Georgetown-IR-Lab / cedr

Code for CEDR: Contextualized Embeddings for Document Ranking, accepted at SIGIR 2019.
MIT License
156 stars 28 forks source link

train data random choice #10

Closed JrJessyLuo closed 5 years ago

JrJessyLuo commented 5 years ago

I found that in every training epoch,16*32 training pairs are randomly selected from the training data. I wonder if the random choice would affect the model learning because the training data changed every epoch. Also, I wonder whether the small amount of training data would be effective in evaluation and test set.

seanmacavaney commented 5 years ago

Hi JrJessyLuo,

The batch size and evaluation interval are in line with other work done for neural ranking. Since we're training with pairwise loss, as is common for training neural rankers, it would be impractical and pretty redundant to train on every pair between evaluations (in Robust04, it comes out to ~22m pairs over the whole collection). We welcome additional experimentation with training and validation strategies, though!

Can you elaborate more on your second question?
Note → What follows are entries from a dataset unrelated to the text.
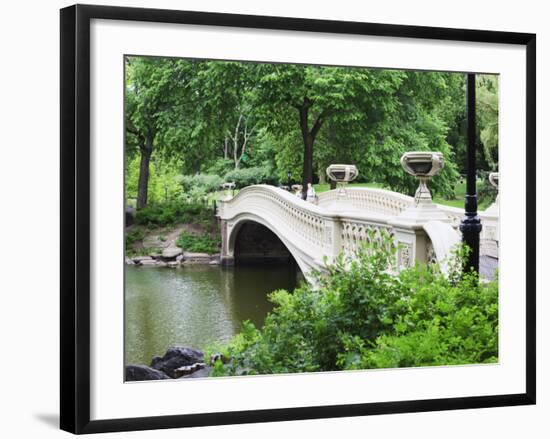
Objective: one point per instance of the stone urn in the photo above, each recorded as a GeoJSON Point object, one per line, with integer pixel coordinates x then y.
{"type": "Point", "coordinates": [228, 188]}
{"type": "Point", "coordinates": [342, 175]}
{"type": "Point", "coordinates": [423, 165]}
{"type": "Point", "coordinates": [297, 189]}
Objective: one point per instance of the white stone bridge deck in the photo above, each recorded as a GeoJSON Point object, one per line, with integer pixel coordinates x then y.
{"type": "Point", "coordinates": [338, 224]}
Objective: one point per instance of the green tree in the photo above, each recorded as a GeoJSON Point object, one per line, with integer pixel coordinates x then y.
{"type": "Point", "coordinates": [315, 95]}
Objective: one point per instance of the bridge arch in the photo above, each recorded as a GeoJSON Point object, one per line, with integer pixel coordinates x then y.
{"type": "Point", "coordinates": [238, 224]}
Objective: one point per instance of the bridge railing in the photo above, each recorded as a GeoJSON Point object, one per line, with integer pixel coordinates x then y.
{"type": "Point", "coordinates": [370, 199]}
{"type": "Point", "coordinates": [314, 231]}
{"type": "Point", "coordinates": [393, 203]}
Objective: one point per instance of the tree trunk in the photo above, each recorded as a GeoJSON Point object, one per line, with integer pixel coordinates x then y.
{"type": "Point", "coordinates": [307, 172]}
{"type": "Point", "coordinates": [308, 137]}
{"type": "Point", "coordinates": [143, 183]}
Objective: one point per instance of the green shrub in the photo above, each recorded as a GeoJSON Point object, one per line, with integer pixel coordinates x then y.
{"type": "Point", "coordinates": [247, 176]}
{"type": "Point", "coordinates": [199, 243]}
{"type": "Point", "coordinates": [486, 192]}
{"type": "Point", "coordinates": [171, 213]}
{"type": "Point", "coordinates": [197, 186]}
{"type": "Point", "coordinates": [361, 316]}
{"type": "Point", "coordinates": [132, 236]}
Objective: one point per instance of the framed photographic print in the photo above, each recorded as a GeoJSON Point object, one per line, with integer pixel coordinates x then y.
{"type": "Point", "coordinates": [271, 218]}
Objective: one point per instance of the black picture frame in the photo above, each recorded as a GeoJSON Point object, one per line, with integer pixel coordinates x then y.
{"type": "Point", "coordinates": [75, 217]}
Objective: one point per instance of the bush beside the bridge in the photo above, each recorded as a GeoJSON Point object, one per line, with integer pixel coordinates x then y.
{"type": "Point", "coordinates": [362, 317]}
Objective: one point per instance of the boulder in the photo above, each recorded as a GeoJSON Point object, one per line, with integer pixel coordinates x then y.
{"type": "Point", "coordinates": [137, 372]}
{"type": "Point", "coordinates": [196, 258]}
{"type": "Point", "coordinates": [189, 255]}
{"type": "Point", "coordinates": [176, 357]}
{"type": "Point", "coordinates": [171, 252]}
{"type": "Point", "coordinates": [188, 370]}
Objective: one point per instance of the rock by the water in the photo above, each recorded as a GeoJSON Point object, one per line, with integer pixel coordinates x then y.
{"type": "Point", "coordinates": [189, 255]}
{"type": "Point", "coordinates": [196, 258]}
{"type": "Point", "coordinates": [176, 357]}
{"type": "Point", "coordinates": [129, 215]}
{"type": "Point", "coordinates": [217, 356]}
{"type": "Point", "coordinates": [136, 372]}
{"type": "Point", "coordinates": [188, 370]}
{"type": "Point", "coordinates": [171, 252]}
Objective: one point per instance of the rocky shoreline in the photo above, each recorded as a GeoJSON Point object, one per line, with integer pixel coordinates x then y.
{"type": "Point", "coordinates": [173, 257]}
{"type": "Point", "coordinates": [178, 362]}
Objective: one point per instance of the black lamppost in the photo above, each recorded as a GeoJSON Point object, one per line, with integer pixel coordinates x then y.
{"type": "Point", "coordinates": [471, 224]}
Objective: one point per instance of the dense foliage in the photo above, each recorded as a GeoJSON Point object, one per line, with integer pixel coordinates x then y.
{"type": "Point", "coordinates": [166, 214]}
{"type": "Point", "coordinates": [362, 316]}
{"type": "Point", "coordinates": [199, 243]}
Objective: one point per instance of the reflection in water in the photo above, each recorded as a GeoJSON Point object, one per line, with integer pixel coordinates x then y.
{"type": "Point", "coordinates": [196, 305]}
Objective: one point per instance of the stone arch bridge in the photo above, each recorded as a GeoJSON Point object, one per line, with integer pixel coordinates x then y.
{"type": "Point", "coordinates": [340, 222]}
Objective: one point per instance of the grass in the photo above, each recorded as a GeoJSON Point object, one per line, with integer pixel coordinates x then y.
{"type": "Point", "coordinates": [199, 243]}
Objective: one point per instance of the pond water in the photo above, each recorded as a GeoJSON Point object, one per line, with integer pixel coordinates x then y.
{"type": "Point", "coordinates": [195, 305]}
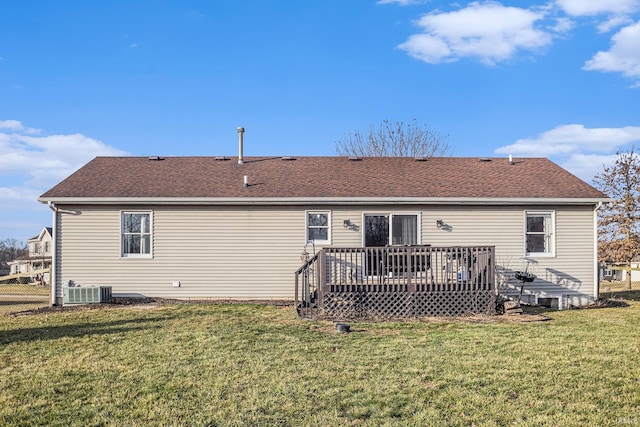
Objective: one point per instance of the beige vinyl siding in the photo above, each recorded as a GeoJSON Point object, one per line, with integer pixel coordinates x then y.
{"type": "Point", "coordinates": [213, 252]}
{"type": "Point", "coordinates": [253, 251]}
{"type": "Point", "coordinates": [569, 271]}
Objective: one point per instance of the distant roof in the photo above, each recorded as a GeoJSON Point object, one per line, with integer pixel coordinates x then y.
{"type": "Point", "coordinates": [44, 229]}
{"type": "Point", "coordinates": [319, 178]}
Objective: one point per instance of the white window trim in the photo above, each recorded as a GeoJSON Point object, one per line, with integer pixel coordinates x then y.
{"type": "Point", "coordinates": [329, 227]}
{"type": "Point", "coordinates": [390, 214]}
{"type": "Point", "coordinates": [133, 256]}
{"type": "Point", "coordinates": [552, 249]}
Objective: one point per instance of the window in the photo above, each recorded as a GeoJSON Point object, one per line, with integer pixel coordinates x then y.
{"type": "Point", "coordinates": [318, 227]}
{"type": "Point", "coordinates": [395, 229]}
{"type": "Point", "coordinates": [539, 233]}
{"type": "Point", "coordinates": [136, 234]}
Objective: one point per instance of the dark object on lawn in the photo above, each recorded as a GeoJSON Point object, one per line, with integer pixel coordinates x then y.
{"type": "Point", "coordinates": [343, 327]}
{"type": "Point", "coordinates": [524, 277]}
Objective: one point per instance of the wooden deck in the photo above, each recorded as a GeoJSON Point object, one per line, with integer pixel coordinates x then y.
{"type": "Point", "coordinates": [386, 282]}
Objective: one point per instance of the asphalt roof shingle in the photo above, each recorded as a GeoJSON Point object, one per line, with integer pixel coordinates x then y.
{"type": "Point", "coordinates": [321, 177]}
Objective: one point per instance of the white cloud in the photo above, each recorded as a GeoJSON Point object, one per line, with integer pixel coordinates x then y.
{"type": "Point", "coordinates": [623, 56]}
{"type": "Point", "coordinates": [597, 7]}
{"type": "Point", "coordinates": [16, 126]}
{"type": "Point", "coordinates": [45, 160]}
{"type": "Point", "coordinates": [586, 166]}
{"type": "Point", "coordinates": [563, 25]}
{"type": "Point", "coordinates": [488, 31]}
{"type": "Point", "coordinates": [31, 164]}
{"type": "Point", "coordinates": [613, 22]}
{"type": "Point", "coordinates": [580, 150]}
{"type": "Point", "coordinates": [567, 140]}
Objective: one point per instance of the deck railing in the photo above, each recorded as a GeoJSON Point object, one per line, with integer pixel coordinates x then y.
{"type": "Point", "coordinates": [397, 282]}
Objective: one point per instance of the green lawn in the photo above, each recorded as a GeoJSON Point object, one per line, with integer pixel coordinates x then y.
{"type": "Point", "coordinates": [216, 364]}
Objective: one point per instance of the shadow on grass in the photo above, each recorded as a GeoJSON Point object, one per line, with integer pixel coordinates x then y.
{"type": "Point", "coordinates": [633, 295]}
{"type": "Point", "coordinates": [74, 330]}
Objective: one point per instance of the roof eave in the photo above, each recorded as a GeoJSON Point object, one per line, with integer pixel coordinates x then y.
{"type": "Point", "coordinates": [213, 201]}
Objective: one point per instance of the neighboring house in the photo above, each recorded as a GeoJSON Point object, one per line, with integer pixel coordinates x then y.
{"type": "Point", "coordinates": [39, 256]}
{"type": "Point", "coordinates": [214, 227]}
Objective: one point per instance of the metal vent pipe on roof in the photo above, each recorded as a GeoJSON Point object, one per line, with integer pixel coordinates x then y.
{"type": "Point", "coordinates": [240, 142]}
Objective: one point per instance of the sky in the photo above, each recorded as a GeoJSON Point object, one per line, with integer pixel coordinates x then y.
{"type": "Point", "coordinates": [79, 79]}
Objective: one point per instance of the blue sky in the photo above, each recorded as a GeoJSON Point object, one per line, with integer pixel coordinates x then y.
{"type": "Point", "coordinates": [557, 79]}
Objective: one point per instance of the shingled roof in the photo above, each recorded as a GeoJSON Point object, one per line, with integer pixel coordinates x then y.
{"type": "Point", "coordinates": [341, 178]}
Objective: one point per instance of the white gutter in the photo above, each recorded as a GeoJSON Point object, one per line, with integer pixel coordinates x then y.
{"type": "Point", "coordinates": [596, 269]}
{"type": "Point", "coordinates": [54, 253]}
{"type": "Point", "coordinates": [318, 200]}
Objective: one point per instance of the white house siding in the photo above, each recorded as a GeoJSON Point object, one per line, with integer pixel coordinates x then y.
{"type": "Point", "coordinates": [252, 252]}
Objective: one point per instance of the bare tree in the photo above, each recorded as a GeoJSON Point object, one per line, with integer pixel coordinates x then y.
{"type": "Point", "coordinates": [395, 140]}
{"type": "Point", "coordinates": [11, 249]}
{"type": "Point", "coordinates": [618, 226]}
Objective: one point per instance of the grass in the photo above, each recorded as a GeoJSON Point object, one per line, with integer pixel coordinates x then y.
{"type": "Point", "coordinates": [18, 297]}
{"type": "Point", "coordinates": [218, 365]}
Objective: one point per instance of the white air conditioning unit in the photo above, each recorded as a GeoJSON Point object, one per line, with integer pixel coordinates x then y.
{"type": "Point", "coordinates": [86, 295]}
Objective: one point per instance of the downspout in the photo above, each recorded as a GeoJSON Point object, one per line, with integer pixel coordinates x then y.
{"type": "Point", "coordinates": [596, 267]}
{"type": "Point", "coordinates": [54, 255]}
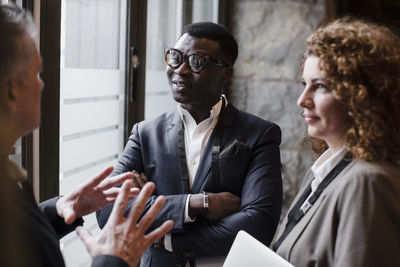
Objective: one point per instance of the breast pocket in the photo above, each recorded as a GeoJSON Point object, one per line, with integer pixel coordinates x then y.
{"type": "Point", "coordinates": [233, 171]}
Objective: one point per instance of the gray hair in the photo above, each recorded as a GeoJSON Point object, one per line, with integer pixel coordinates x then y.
{"type": "Point", "coordinates": [16, 27]}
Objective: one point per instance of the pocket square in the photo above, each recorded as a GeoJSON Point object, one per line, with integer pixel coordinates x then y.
{"type": "Point", "coordinates": [236, 147]}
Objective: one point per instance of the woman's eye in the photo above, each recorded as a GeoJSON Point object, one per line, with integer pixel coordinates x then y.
{"type": "Point", "coordinates": [320, 86]}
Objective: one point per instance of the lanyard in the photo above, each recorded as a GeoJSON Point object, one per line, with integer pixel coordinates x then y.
{"type": "Point", "coordinates": [217, 142]}
{"type": "Point", "coordinates": [300, 208]}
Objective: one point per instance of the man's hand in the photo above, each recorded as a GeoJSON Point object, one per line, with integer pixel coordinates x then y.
{"type": "Point", "coordinates": [139, 179]}
{"type": "Point", "coordinates": [125, 237]}
{"type": "Point", "coordinates": [220, 205]}
{"type": "Point", "coordinates": [92, 195]}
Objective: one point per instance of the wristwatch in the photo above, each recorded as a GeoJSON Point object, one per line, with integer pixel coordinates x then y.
{"type": "Point", "coordinates": [205, 204]}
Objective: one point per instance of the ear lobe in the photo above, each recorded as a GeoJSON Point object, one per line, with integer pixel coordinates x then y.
{"type": "Point", "coordinates": [227, 74]}
{"type": "Point", "coordinates": [8, 97]}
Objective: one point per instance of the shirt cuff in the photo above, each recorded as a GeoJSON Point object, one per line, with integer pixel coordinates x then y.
{"type": "Point", "coordinates": [168, 242]}
{"type": "Point", "coordinates": [187, 217]}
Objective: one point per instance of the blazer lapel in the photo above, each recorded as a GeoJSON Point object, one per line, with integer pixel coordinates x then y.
{"type": "Point", "coordinates": [205, 162]}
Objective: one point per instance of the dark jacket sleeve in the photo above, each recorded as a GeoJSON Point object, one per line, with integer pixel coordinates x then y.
{"type": "Point", "coordinates": [131, 159]}
{"type": "Point", "coordinates": [108, 261]}
{"type": "Point", "coordinates": [48, 208]}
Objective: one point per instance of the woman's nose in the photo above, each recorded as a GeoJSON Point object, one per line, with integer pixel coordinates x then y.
{"type": "Point", "coordinates": [305, 99]}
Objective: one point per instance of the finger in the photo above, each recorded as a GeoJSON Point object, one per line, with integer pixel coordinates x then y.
{"type": "Point", "coordinates": [159, 232]}
{"type": "Point", "coordinates": [86, 237]}
{"type": "Point", "coordinates": [142, 179]}
{"type": "Point", "coordinates": [120, 203]}
{"type": "Point", "coordinates": [69, 215]}
{"type": "Point", "coordinates": [114, 181]}
{"type": "Point", "coordinates": [151, 214]}
{"type": "Point", "coordinates": [113, 192]}
{"type": "Point", "coordinates": [139, 204]}
{"type": "Point", "coordinates": [137, 179]}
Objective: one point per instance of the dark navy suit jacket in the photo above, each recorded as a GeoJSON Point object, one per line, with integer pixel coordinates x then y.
{"type": "Point", "coordinates": [253, 174]}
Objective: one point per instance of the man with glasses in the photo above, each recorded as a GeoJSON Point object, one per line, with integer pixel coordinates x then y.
{"type": "Point", "coordinates": [218, 167]}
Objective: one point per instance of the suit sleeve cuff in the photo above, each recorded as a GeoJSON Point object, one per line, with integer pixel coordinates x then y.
{"type": "Point", "coordinates": [187, 217]}
{"type": "Point", "coordinates": [108, 260]}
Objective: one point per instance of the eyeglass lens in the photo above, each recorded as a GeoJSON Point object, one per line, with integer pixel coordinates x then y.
{"type": "Point", "coordinates": [195, 62]}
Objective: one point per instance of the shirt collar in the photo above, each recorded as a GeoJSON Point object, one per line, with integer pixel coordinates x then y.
{"type": "Point", "coordinates": [214, 112]}
{"type": "Point", "coordinates": [321, 168]}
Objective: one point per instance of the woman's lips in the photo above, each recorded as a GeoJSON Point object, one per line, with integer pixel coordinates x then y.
{"type": "Point", "coordinates": [310, 119]}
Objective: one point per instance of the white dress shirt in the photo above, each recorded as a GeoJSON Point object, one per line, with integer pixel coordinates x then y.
{"type": "Point", "coordinates": [321, 168]}
{"type": "Point", "coordinates": [196, 138]}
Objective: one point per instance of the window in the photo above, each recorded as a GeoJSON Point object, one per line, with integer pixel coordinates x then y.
{"type": "Point", "coordinates": [92, 99]}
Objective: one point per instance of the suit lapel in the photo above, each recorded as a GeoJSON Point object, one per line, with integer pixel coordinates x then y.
{"type": "Point", "coordinates": [204, 168]}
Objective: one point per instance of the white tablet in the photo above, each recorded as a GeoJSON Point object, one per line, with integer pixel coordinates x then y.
{"type": "Point", "coordinates": [248, 251]}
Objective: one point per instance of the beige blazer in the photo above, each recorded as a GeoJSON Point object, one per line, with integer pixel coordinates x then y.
{"type": "Point", "coordinates": [355, 222]}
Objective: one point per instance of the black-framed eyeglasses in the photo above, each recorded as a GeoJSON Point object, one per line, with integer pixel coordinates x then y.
{"type": "Point", "coordinates": [195, 62]}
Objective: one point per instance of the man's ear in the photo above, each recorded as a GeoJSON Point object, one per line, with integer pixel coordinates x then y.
{"type": "Point", "coordinates": [8, 94]}
{"type": "Point", "coordinates": [227, 75]}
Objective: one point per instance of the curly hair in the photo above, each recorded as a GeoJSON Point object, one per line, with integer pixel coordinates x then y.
{"type": "Point", "coordinates": [362, 62]}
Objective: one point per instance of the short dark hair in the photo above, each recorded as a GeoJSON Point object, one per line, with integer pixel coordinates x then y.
{"type": "Point", "coordinates": [215, 32]}
{"type": "Point", "coordinates": [16, 25]}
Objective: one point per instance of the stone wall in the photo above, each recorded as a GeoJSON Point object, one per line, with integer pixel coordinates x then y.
{"type": "Point", "coordinates": [266, 82]}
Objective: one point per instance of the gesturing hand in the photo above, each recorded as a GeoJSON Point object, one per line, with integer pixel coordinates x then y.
{"type": "Point", "coordinates": [125, 237]}
{"type": "Point", "coordinates": [92, 195]}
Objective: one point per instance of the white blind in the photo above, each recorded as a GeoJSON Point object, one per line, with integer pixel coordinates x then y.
{"type": "Point", "coordinates": [92, 99]}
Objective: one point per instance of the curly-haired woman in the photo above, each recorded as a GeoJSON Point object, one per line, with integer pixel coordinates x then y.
{"type": "Point", "coordinates": [347, 212]}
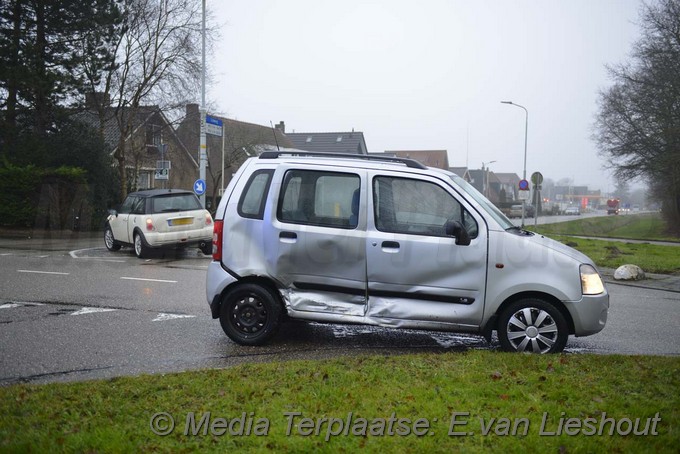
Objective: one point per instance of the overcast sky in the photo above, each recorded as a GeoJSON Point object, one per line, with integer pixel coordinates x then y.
{"type": "Point", "coordinates": [429, 74]}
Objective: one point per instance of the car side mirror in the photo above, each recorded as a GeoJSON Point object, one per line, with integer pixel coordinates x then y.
{"type": "Point", "coordinates": [456, 230]}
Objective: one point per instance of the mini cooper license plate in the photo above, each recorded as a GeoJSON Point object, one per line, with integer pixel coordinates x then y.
{"type": "Point", "coordinates": [180, 221]}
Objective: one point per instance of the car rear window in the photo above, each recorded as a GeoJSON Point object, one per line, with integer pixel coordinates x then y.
{"type": "Point", "coordinates": [174, 202]}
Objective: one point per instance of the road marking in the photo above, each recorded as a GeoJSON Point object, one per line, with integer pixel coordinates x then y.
{"type": "Point", "coordinates": [13, 304]}
{"type": "Point", "coordinates": [148, 280]}
{"type": "Point", "coordinates": [163, 317]}
{"type": "Point", "coordinates": [43, 272]}
{"type": "Point", "coordinates": [92, 310]}
{"type": "Point", "coordinates": [74, 254]}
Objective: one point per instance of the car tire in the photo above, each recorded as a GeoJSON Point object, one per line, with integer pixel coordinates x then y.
{"type": "Point", "coordinates": [250, 314]}
{"type": "Point", "coordinates": [532, 325]}
{"type": "Point", "coordinates": [141, 249]}
{"type": "Point", "coordinates": [110, 243]}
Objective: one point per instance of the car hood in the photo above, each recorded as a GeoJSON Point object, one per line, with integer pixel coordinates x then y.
{"type": "Point", "coordinates": [562, 248]}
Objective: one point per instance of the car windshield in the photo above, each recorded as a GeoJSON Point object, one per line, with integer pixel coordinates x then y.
{"type": "Point", "coordinates": [489, 207]}
{"type": "Point", "coordinates": [175, 202]}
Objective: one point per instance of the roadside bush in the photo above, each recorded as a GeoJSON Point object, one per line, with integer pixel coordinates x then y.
{"type": "Point", "coordinates": [44, 198]}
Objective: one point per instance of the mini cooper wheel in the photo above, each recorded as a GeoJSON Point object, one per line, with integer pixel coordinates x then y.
{"type": "Point", "coordinates": [250, 314]}
{"type": "Point", "coordinates": [110, 243]}
{"type": "Point", "coordinates": [534, 326]}
{"type": "Point", "coordinates": [141, 249]}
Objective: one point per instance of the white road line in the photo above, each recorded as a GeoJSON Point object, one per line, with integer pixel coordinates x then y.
{"type": "Point", "coordinates": [18, 304]}
{"type": "Point", "coordinates": [163, 317]}
{"type": "Point", "coordinates": [43, 272]}
{"type": "Point", "coordinates": [92, 310]}
{"type": "Point", "coordinates": [148, 280]}
{"type": "Point", "coordinates": [74, 254]}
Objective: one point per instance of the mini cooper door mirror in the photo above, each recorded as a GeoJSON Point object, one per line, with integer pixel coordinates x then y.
{"type": "Point", "coordinates": [456, 230]}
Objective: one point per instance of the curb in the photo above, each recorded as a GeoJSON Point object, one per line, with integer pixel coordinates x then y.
{"type": "Point", "coordinates": [665, 282]}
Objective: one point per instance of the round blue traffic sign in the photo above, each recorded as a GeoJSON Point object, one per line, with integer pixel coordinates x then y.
{"type": "Point", "coordinates": [199, 187]}
{"type": "Point", "coordinates": [523, 185]}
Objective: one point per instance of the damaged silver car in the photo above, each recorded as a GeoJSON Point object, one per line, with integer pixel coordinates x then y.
{"type": "Point", "coordinates": [387, 241]}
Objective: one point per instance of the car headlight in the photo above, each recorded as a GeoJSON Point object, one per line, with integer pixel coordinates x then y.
{"type": "Point", "coordinates": [591, 282]}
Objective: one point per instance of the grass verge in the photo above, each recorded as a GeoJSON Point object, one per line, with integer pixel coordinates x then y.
{"type": "Point", "coordinates": [631, 226]}
{"type": "Point", "coordinates": [500, 402]}
{"type": "Point", "coordinates": [652, 258]}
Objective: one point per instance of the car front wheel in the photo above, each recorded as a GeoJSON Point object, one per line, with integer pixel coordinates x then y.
{"type": "Point", "coordinates": [250, 314]}
{"type": "Point", "coordinates": [534, 326]}
{"type": "Point", "coordinates": [109, 241]}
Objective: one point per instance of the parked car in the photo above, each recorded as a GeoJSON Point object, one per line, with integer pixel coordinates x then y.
{"type": "Point", "coordinates": [159, 218]}
{"type": "Point", "coordinates": [516, 211]}
{"type": "Point", "coordinates": [387, 241]}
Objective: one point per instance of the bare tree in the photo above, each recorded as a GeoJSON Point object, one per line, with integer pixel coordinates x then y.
{"type": "Point", "coordinates": [157, 62]}
{"type": "Point", "coordinates": [638, 125]}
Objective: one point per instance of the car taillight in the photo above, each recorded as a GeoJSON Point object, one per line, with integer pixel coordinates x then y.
{"type": "Point", "coordinates": [217, 240]}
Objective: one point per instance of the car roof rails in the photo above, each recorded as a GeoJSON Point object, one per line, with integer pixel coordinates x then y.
{"type": "Point", "coordinates": [407, 161]}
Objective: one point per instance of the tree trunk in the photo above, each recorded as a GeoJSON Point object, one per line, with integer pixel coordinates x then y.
{"type": "Point", "coordinates": [13, 82]}
{"type": "Point", "coordinates": [40, 94]}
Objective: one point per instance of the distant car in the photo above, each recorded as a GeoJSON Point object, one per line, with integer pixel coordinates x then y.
{"type": "Point", "coordinates": [515, 211]}
{"type": "Point", "coordinates": [159, 218]}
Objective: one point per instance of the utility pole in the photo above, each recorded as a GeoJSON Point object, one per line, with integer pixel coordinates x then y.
{"type": "Point", "coordinates": [202, 151]}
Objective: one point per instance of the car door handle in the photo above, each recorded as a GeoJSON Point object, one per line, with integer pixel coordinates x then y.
{"type": "Point", "coordinates": [288, 237]}
{"type": "Point", "coordinates": [390, 246]}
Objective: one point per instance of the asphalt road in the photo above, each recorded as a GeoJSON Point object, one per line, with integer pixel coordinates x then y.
{"type": "Point", "coordinates": [94, 314]}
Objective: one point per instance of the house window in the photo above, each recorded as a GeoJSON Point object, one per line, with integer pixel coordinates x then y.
{"type": "Point", "coordinates": [153, 135]}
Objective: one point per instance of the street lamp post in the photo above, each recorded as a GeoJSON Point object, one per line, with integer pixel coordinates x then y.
{"type": "Point", "coordinates": [486, 177]}
{"type": "Point", "coordinates": [526, 129]}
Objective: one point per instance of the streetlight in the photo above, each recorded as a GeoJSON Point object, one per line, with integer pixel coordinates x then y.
{"type": "Point", "coordinates": [486, 174]}
{"type": "Point", "coordinates": [526, 129]}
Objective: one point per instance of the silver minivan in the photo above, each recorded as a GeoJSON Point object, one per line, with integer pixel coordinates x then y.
{"type": "Point", "coordinates": [387, 241]}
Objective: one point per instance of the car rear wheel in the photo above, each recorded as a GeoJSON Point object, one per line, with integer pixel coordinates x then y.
{"type": "Point", "coordinates": [109, 241]}
{"type": "Point", "coordinates": [250, 314]}
{"type": "Point", "coordinates": [534, 326]}
{"type": "Point", "coordinates": [141, 249]}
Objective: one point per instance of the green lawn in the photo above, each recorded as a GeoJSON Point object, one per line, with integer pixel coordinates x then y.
{"type": "Point", "coordinates": [651, 258]}
{"type": "Point", "coordinates": [629, 226]}
{"type": "Point", "coordinates": [412, 403]}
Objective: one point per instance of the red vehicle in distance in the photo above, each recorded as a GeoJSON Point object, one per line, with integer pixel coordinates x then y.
{"type": "Point", "coordinates": [613, 206]}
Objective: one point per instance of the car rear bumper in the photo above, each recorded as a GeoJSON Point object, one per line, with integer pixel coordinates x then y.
{"type": "Point", "coordinates": [186, 237]}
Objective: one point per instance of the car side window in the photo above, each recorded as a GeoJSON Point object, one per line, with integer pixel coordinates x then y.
{"type": "Point", "coordinates": [138, 206]}
{"type": "Point", "coordinates": [326, 199]}
{"type": "Point", "coordinates": [126, 207]}
{"type": "Point", "coordinates": [417, 207]}
{"type": "Point", "coordinates": [254, 196]}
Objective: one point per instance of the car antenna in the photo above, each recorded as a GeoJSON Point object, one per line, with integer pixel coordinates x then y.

JrJessyLuo commented 5 years ago

Hi seanmacavaney, Thank you for your reply. In fact, I want to know how to tune parameters(like learning rate and epochs) according to your train and evaluation dataset. From your code, I found the training dataset combined with 16*32 pairs to minimize the pairwise loss, then using all queries and documents in evaluation dataset to save the best result model.

My question is:

  1. Each epoch is formed with different training pairs, are you mean to avoid overfitting with the small number of training pairs? In general, the training dataset is fixed. So each epoch should come up with the same training pairs.
  2. Have you considered turning the parameters based on the pairwise loss with training set and evaluation set? If so, how do we choose the training and evaluation size?

I have a lot of problems in the training and validation strategies.

seanmacavaney commented 5 years ago

This is a typical strategy when training neural ranking models. You are, of course, free to experiment with different hyper-parameters such as the number of samples per training epoch, number of samples in the validation set, etc. You can even use all 22m pairs for training, although this would take a long time to run and is probably unnecessary because we've found that the model can be trained effectively with far fewer samples than that. You can also try sampling the same training pairs each epoch as it seems you are suggesting, but I suspect that this would lead to overfitting.

andrewyates commented 5 years ago

I think part of the confusion here is over the definition of epoch. Here "epoch" means "iteration," not the technically correct definition of "an iteration consisting of every training instance." This is in line with how many (most?) papers use the term "epoch", but it is confusing.

I've experimented with training vanilla BERT for longer than 512 sample iterations. Increasing the size of an iteration to 8192 already harms performance on the dev set, so I don't think training for a full, "real epoch" would lead to good performance.